Speaking of philosophy, that is another area Lepisto is interested in and he’s found the time and effort to add philosophy as a minor to his already heavy course load.
“I love philosophy, and it has always been a lifelong hobby and interest of mine,” said Lepisto, who is an ISU Presidential Scholar and a member of the ISU Philosophy Club. “At its core it is just deep thinking about interesting questions. There are ideas and theories I feel myself naturally drawn to, and before studying philosophy I had my opinions about them, but I like to see arguments supporting them. Other stuff I never imagined that I would be drawn to.”
Pursuing two majors has provided its challenges to Lepisto.
“The majors line up well at the beginning but when you’re about where I am now, you need to take a couple of 400-level classes of each per semester,” Lepisto said. “It can get pretty heavy. Fortunately, I am able to think about them separately.
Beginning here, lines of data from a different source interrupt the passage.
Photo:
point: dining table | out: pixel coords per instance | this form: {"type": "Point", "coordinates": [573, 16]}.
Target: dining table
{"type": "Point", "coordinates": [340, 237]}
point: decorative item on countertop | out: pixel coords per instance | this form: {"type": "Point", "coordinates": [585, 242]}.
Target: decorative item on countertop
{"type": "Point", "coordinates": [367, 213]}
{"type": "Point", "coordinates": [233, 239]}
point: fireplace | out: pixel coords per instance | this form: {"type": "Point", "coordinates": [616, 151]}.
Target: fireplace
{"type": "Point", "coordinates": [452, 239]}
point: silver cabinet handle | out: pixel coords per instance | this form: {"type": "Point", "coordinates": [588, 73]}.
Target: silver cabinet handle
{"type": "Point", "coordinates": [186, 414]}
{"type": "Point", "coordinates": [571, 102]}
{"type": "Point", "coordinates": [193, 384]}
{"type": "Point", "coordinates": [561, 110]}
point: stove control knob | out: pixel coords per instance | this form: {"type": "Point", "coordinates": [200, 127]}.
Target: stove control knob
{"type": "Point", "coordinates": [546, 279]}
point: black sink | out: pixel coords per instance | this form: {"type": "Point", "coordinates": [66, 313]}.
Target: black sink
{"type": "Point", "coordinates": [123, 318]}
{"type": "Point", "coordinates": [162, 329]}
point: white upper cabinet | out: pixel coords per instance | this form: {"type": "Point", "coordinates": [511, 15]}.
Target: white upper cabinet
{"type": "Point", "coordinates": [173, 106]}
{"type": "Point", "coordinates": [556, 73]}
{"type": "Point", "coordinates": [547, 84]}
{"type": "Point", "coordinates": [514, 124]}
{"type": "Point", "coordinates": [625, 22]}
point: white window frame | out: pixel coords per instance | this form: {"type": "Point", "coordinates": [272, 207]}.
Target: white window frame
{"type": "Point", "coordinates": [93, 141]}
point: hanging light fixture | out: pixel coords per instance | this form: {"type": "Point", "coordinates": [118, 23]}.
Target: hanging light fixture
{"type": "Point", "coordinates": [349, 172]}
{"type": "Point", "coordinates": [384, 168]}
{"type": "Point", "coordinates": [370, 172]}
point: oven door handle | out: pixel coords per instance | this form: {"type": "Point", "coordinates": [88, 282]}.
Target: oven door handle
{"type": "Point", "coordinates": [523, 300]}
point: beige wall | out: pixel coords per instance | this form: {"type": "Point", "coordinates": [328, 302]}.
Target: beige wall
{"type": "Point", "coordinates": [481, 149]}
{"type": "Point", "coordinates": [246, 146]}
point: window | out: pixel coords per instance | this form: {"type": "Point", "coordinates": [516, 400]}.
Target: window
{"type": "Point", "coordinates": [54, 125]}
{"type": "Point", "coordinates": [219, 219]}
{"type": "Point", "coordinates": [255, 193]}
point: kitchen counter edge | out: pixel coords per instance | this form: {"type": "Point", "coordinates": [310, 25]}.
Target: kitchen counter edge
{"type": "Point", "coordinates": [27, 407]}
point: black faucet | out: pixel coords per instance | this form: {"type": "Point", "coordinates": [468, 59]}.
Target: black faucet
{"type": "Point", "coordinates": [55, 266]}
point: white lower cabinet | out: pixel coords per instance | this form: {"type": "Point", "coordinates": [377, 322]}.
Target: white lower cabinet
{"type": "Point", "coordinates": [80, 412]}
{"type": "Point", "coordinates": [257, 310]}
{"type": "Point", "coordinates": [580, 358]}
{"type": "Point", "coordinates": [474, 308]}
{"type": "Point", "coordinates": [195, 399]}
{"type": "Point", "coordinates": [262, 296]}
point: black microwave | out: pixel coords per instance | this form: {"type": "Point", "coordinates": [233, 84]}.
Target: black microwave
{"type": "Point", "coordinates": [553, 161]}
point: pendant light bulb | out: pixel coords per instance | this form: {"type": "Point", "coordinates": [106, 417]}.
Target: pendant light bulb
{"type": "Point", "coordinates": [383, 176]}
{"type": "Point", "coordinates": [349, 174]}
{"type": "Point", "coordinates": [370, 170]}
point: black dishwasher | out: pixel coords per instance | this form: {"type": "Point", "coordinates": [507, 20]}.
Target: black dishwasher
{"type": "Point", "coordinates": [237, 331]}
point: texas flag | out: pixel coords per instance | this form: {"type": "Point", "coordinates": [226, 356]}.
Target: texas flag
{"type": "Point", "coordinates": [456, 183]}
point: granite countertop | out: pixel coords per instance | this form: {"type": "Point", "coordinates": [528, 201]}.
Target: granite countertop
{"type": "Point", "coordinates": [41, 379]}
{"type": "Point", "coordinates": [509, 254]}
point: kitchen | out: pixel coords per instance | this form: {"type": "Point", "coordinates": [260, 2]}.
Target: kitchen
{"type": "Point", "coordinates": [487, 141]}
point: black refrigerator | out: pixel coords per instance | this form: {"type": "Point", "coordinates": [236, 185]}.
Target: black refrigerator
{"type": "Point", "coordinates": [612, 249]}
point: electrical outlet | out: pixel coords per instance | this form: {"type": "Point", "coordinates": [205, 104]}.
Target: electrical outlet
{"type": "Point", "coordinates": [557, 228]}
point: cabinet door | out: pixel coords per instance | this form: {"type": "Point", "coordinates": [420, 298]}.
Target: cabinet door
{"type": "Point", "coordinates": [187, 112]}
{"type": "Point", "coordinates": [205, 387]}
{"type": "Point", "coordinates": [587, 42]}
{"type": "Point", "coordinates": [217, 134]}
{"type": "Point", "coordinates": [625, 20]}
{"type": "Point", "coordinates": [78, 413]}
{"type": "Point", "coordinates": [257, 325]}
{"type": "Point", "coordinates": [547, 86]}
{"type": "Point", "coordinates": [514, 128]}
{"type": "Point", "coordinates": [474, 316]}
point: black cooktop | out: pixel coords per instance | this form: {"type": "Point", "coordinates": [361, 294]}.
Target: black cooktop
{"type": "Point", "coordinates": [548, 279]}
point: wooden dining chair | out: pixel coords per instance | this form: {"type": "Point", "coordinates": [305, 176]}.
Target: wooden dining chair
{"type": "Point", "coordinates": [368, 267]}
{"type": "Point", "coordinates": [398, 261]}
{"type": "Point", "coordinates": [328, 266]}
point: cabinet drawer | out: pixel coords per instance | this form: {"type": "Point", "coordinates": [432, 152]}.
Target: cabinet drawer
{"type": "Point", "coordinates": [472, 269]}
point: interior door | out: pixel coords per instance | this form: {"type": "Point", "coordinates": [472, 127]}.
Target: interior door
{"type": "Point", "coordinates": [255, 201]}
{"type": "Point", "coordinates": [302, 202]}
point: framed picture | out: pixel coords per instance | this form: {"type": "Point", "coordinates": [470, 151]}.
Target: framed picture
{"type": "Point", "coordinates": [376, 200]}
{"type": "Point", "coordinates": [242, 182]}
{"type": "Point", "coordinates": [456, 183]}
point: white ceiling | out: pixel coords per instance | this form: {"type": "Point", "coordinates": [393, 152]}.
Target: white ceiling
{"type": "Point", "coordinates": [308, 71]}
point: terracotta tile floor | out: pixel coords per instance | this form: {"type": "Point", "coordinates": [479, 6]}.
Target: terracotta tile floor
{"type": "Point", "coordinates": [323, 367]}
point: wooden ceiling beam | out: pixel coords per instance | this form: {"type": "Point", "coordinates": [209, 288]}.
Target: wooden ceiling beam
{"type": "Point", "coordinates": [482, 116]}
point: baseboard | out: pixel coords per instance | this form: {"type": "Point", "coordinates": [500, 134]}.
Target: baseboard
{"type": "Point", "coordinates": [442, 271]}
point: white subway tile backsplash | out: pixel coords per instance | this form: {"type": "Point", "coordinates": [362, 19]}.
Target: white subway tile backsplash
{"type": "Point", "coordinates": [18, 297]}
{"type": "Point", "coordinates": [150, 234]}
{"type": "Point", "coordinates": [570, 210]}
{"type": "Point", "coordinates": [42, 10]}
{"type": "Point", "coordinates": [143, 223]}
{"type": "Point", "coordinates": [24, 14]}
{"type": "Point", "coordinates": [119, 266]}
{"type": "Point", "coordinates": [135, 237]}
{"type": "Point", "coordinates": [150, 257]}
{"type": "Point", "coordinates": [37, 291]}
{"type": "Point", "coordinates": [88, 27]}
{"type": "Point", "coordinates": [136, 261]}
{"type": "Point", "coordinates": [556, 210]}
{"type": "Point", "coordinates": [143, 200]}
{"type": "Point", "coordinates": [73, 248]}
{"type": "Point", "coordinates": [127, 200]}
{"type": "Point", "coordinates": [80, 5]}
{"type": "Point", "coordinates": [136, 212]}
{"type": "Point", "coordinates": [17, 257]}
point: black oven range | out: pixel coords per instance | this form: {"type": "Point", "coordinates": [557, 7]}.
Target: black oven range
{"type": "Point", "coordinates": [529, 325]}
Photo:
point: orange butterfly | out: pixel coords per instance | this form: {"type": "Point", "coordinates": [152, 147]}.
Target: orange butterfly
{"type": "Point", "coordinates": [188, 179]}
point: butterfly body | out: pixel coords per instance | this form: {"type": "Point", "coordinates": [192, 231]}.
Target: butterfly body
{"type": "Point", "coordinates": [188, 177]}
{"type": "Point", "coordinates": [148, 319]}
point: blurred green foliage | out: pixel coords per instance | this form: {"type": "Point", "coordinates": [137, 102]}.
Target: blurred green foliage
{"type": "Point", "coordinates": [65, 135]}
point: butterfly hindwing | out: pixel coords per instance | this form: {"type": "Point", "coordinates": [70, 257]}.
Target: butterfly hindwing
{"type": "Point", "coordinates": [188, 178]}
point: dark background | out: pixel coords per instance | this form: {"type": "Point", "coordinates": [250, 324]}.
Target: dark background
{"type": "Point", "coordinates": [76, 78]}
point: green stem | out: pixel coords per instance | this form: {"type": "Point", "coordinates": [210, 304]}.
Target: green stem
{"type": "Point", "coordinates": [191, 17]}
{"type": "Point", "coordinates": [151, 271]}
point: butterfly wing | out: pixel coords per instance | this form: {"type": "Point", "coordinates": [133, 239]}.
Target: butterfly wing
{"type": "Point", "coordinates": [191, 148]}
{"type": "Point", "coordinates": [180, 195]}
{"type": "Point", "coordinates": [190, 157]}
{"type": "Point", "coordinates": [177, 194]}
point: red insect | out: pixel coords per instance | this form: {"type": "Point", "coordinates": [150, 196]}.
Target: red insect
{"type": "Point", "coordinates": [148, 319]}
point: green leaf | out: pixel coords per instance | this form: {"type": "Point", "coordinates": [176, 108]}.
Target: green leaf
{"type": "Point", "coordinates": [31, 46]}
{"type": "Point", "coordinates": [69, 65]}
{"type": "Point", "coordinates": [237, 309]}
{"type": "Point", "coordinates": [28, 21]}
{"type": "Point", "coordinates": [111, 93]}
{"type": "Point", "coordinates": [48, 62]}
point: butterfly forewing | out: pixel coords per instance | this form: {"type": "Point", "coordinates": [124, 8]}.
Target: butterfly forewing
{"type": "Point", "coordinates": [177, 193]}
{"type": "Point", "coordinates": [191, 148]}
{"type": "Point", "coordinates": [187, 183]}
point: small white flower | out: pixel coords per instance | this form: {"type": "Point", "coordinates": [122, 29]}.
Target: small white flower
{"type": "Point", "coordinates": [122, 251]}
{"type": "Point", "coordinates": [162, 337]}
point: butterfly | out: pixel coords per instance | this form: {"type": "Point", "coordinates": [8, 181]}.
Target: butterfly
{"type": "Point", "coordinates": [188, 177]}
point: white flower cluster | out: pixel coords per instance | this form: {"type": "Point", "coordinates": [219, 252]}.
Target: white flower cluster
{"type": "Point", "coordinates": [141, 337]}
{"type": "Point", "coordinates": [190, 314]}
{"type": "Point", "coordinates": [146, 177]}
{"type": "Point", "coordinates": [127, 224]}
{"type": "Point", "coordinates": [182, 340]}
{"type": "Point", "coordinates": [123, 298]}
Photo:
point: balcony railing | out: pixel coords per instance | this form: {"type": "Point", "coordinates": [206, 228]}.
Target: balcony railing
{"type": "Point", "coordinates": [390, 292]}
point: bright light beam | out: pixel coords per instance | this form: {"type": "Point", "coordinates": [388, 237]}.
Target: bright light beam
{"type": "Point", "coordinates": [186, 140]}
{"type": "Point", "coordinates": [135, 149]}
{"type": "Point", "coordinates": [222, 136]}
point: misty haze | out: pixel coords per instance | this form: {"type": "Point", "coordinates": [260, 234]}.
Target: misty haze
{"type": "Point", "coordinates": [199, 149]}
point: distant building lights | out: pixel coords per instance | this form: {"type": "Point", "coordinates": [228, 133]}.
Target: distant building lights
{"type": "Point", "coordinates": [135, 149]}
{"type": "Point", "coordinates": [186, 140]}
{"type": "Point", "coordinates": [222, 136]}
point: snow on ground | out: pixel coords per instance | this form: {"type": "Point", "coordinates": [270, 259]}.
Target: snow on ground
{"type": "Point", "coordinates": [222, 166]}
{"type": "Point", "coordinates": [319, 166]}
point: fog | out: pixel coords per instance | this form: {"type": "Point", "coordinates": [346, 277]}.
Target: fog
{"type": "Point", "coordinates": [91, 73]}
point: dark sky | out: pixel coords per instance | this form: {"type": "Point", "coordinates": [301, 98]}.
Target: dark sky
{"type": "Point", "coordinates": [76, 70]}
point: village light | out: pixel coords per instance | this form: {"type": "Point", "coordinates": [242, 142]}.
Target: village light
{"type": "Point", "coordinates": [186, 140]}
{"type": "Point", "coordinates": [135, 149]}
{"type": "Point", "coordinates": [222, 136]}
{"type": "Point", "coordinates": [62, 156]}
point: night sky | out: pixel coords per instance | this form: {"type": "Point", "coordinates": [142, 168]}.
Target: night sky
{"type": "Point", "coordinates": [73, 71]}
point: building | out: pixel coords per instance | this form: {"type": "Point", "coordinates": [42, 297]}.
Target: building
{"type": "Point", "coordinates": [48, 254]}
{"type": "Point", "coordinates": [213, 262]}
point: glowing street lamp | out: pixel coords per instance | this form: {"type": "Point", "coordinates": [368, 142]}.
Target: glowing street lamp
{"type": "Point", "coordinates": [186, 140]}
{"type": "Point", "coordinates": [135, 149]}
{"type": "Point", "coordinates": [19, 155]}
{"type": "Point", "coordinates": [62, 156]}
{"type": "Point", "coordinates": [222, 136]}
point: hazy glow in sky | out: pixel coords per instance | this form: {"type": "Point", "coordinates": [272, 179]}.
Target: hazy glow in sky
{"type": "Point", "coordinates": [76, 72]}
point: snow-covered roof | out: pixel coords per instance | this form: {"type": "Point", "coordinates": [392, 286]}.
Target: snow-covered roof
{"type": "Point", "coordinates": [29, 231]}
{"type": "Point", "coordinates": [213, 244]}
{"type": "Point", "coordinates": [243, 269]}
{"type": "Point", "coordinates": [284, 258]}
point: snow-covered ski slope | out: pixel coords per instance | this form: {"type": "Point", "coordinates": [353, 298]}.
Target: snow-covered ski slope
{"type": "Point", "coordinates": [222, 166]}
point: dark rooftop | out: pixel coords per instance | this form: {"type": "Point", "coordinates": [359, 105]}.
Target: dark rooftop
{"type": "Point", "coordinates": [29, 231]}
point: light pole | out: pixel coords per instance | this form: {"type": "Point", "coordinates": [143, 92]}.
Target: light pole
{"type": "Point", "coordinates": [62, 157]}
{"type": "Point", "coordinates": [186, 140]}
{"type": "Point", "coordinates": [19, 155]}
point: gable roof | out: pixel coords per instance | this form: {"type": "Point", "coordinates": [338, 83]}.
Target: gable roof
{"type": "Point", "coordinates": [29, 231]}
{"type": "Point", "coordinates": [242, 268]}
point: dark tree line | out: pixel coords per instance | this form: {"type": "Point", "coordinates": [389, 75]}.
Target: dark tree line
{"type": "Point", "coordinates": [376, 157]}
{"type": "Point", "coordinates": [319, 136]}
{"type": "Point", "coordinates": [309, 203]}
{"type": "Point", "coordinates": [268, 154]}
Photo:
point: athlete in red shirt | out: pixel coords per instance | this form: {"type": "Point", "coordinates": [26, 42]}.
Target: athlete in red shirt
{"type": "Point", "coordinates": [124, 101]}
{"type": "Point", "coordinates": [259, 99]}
Exhaustion from one doesn’t lead to exhaustion in the other.”
And though he wants to be a physicist, that could play out differently than a strictly scientific calling.
“I do love my science fiction,” Lepisto said. “I’m not against becoming an Isaac Asimov, getting a Ph.D. in physics and becoming a successful author if that is the way things go.”
“Alec is a phenomenal example of the Renaissance-type student that we aspire to in the Honors Program at ISU,” said Shannon Kobs Nawotniak, director of the University Honors Program and associate director of volcanology. “He's a published author, a researcher in Dr. McNulty's lab, a delightful student, and an active member of the campus community.”